Thank you, Mr. Chair.
Mr. Smith, a period of five minutes is not enough for all the expertise we have before us. This is a little cruel, but if I hurry you along a little, it will be because we do not have enough time.
Page 11 of the document provided by the Canadian Federation of Independent Business jumps out at me in some fundamental ways. Recent efforts by the current government have focused on lowering income taxes for very large companies and, to a smaller extent, for smaller companies. For SMEs, it comes as no surprise that what can really help them is direct assistance. The capital cost allowance really helped SMEs. But programs that require them to stop baking bread or cleaning clothes in order to sit down with BDC people and find out which programs may help and may meet the criteria are not so easy for small companies. Direct assistance is what helps them.
Do you have any data about big companies by comparison? Perhaps Mr. Smith can answer. It seems to me that there is little direct assistance.
So what is the proportion of indirect assistance used by large companies as opposed to small ones?
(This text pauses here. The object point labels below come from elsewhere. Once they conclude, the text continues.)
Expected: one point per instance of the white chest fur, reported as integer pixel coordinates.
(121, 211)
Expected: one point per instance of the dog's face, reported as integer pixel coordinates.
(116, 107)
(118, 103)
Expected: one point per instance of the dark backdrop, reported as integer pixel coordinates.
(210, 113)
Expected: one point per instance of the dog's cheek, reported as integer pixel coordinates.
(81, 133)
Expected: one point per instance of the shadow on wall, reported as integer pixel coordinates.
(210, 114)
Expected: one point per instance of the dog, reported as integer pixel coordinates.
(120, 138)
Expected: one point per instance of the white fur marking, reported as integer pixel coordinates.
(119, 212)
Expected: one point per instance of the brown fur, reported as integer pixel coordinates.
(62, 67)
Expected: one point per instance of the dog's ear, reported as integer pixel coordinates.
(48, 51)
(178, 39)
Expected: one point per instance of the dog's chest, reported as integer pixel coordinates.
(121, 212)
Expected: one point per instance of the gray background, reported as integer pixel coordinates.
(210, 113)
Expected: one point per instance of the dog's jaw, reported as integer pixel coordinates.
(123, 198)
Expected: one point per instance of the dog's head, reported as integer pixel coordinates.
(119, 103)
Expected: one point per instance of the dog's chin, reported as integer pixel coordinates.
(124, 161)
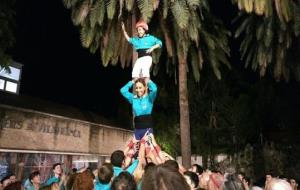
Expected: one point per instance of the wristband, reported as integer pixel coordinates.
(131, 143)
(157, 148)
(142, 141)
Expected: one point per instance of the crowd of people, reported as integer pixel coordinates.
(142, 165)
(145, 171)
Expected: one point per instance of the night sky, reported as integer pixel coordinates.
(56, 67)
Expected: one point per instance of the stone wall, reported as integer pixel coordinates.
(23, 129)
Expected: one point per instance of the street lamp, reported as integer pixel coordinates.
(10, 81)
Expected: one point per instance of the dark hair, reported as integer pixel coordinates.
(164, 178)
(193, 177)
(232, 182)
(14, 186)
(71, 180)
(105, 173)
(247, 179)
(54, 165)
(149, 166)
(5, 178)
(124, 181)
(84, 181)
(141, 80)
(172, 164)
(74, 170)
(32, 175)
(117, 158)
(199, 169)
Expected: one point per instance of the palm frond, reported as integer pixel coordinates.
(79, 14)
(97, 13)
(146, 9)
(111, 8)
(86, 34)
(165, 8)
(129, 5)
(195, 64)
(180, 13)
(70, 3)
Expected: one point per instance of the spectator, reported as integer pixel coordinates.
(191, 179)
(57, 171)
(105, 175)
(124, 181)
(278, 184)
(163, 178)
(293, 183)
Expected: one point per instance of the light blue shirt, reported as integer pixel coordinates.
(140, 105)
(52, 180)
(130, 169)
(145, 42)
(100, 186)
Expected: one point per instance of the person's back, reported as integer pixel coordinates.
(278, 184)
(105, 174)
(232, 182)
(14, 186)
(83, 181)
(163, 178)
(124, 181)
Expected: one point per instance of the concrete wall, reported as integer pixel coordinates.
(23, 129)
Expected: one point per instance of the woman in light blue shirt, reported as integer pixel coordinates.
(144, 44)
(142, 104)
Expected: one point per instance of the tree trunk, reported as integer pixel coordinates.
(184, 114)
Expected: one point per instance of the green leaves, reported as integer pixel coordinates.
(146, 8)
(180, 13)
(186, 27)
(274, 34)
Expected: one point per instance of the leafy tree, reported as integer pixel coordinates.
(268, 30)
(190, 32)
(7, 37)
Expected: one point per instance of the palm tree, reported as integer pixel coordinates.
(192, 37)
(268, 29)
(7, 38)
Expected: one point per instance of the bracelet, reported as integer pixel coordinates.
(142, 141)
(130, 145)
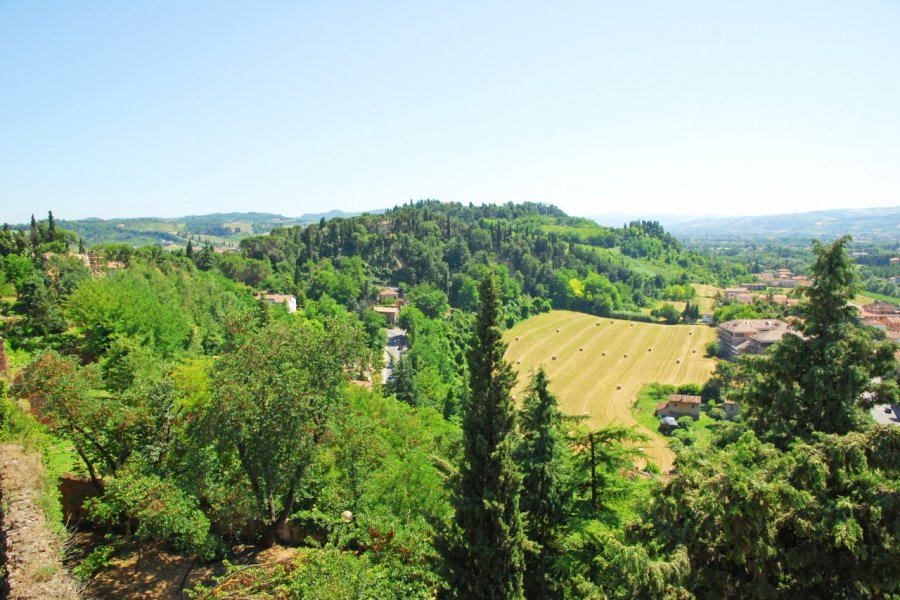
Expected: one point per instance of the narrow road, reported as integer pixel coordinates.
(397, 345)
(33, 549)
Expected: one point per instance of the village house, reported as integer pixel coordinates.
(679, 405)
(879, 308)
(749, 336)
(388, 295)
(738, 295)
(391, 313)
(754, 287)
(289, 301)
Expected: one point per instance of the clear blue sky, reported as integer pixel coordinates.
(169, 108)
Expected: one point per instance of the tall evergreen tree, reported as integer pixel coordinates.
(485, 556)
(35, 234)
(402, 382)
(542, 458)
(817, 381)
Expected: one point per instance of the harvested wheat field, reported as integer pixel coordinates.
(598, 369)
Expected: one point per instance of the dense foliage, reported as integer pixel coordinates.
(206, 417)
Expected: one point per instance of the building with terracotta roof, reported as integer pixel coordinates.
(679, 405)
(749, 336)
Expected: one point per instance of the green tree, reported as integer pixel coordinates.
(485, 557)
(402, 382)
(430, 300)
(817, 521)
(60, 391)
(542, 456)
(818, 380)
(272, 398)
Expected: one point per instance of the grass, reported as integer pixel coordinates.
(604, 386)
(706, 296)
(645, 407)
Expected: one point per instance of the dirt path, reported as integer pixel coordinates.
(33, 550)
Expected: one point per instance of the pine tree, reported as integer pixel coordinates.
(485, 557)
(542, 458)
(816, 381)
(35, 239)
(402, 382)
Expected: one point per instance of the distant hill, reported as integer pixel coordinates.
(864, 223)
(220, 229)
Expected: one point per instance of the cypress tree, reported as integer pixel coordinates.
(542, 457)
(485, 557)
(817, 381)
(35, 240)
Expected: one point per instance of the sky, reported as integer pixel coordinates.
(164, 108)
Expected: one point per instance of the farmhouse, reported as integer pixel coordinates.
(731, 409)
(388, 295)
(881, 308)
(749, 336)
(392, 313)
(754, 287)
(289, 301)
(679, 405)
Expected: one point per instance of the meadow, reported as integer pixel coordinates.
(598, 365)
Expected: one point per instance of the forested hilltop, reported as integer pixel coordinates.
(542, 255)
(203, 419)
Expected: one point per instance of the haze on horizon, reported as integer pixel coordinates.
(168, 109)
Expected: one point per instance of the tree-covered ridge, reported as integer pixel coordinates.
(205, 417)
(544, 254)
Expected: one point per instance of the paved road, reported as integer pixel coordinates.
(397, 345)
(886, 418)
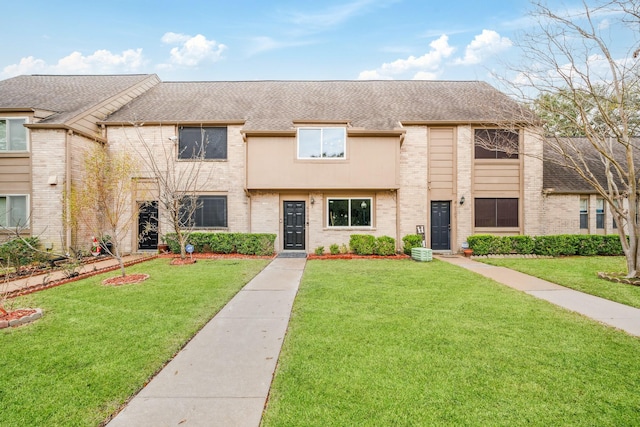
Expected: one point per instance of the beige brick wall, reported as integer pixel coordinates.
(48, 159)
(212, 177)
(532, 198)
(412, 195)
(463, 220)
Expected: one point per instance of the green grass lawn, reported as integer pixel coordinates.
(402, 343)
(579, 273)
(97, 345)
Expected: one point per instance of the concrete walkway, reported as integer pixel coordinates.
(223, 375)
(608, 312)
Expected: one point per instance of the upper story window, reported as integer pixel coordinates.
(322, 143)
(13, 211)
(13, 135)
(208, 143)
(496, 143)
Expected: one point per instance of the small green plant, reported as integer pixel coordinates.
(385, 246)
(411, 241)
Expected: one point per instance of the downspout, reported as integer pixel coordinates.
(244, 185)
(67, 189)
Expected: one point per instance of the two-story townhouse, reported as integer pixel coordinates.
(317, 161)
(46, 123)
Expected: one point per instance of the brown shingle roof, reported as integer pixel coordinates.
(274, 105)
(68, 96)
(559, 179)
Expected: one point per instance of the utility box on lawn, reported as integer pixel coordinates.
(421, 254)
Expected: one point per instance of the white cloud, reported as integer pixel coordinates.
(429, 64)
(484, 45)
(192, 51)
(101, 61)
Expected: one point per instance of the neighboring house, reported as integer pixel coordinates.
(571, 205)
(310, 161)
(46, 123)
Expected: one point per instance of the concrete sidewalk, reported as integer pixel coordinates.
(223, 375)
(608, 312)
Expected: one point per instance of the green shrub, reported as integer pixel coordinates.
(362, 244)
(411, 241)
(385, 246)
(16, 252)
(611, 245)
(523, 245)
(557, 245)
(588, 245)
(484, 244)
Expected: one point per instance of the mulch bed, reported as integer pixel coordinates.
(125, 280)
(619, 278)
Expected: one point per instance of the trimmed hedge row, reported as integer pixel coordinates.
(366, 244)
(554, 245)
(226, 243)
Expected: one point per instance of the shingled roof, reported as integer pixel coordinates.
(562, 180)
(275, 105)
(65, 96)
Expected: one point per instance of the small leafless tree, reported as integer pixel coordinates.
(179, 182)
(581, 83)
(103, 201)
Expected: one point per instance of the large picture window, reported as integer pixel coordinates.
(13, 211)
(321, 143)
(202, 143)
(13, 135)
(496, 213)
(208, 212)
(496, 144)
(349, 212)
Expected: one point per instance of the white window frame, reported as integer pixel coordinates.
(322, 139)
(5, 215)
(349, 209)
(26, 135)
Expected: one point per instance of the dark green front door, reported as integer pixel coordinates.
(294, 225)
(440, 225)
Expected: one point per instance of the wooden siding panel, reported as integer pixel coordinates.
(441, 162)
(497, 177)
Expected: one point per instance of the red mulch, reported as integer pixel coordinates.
(353, 256)
(126, 280)
(16, 314)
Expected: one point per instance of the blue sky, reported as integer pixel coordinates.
(263, 39)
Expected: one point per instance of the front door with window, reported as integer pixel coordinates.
(294, 225)
(148, 225)
(440, 226)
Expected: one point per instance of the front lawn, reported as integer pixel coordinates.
(579, 273)
(97, 345)
(381, 343)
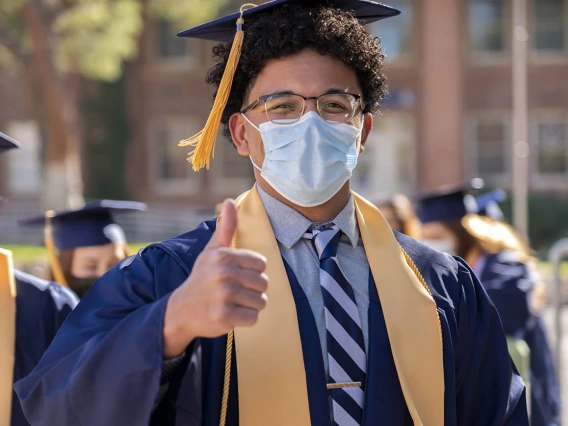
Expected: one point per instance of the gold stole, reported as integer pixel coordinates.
(271, 374)
(7, 334)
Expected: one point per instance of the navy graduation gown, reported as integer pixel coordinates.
(105, 366)
(509, 283)
(41, 308)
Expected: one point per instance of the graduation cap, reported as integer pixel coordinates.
(6, 143)
(488, 204)
(92, 225)
(230, 28)
(448, 203)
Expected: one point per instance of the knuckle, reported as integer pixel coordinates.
(221, 255)
(224, 273)
(251, 318)
(227, 292)
(264, 280)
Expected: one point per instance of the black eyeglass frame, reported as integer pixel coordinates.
(264, 98)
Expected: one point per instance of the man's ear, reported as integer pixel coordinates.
(367, 129)
(237, 126)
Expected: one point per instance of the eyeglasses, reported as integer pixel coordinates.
(289, 108)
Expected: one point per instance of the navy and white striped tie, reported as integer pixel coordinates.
(345, 344)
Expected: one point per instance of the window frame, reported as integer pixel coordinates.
(471, 151)
(546, 55)
(540, 180)
(409, 57)
(190, 61)
(483, 57)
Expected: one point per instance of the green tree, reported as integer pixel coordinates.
(56, 44)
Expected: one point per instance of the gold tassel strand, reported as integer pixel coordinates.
(52, 251)
(204, 141)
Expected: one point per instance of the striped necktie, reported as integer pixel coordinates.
(345, 344)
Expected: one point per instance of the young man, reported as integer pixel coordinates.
(298, 306)
(31, 312)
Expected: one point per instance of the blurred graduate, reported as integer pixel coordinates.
(474, 229)
(399, 213)
(31, 312)
(298, 305)
(85, 243)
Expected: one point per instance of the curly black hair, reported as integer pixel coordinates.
(288, 30)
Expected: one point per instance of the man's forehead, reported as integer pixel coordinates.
(308, 74)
In terms of the SR&ED program, more than 75% of the small businesses that were able to use it by virtue of some of their activities have been unable to do so for two years. The regional chambers of commerce confirm that fact. Medium-sized businesses do not do too badly, but people all tell me the same thing: they have to invest up to 30% of the amount they are looking for. For example, if they want $100,000, they have to invest $30,000 in administration to justify the $100,000 they are looking for. If they do not, they get no assistance. We find that situation all over eastern Quebec; is it anything like what people have told you elsewhere in Canada?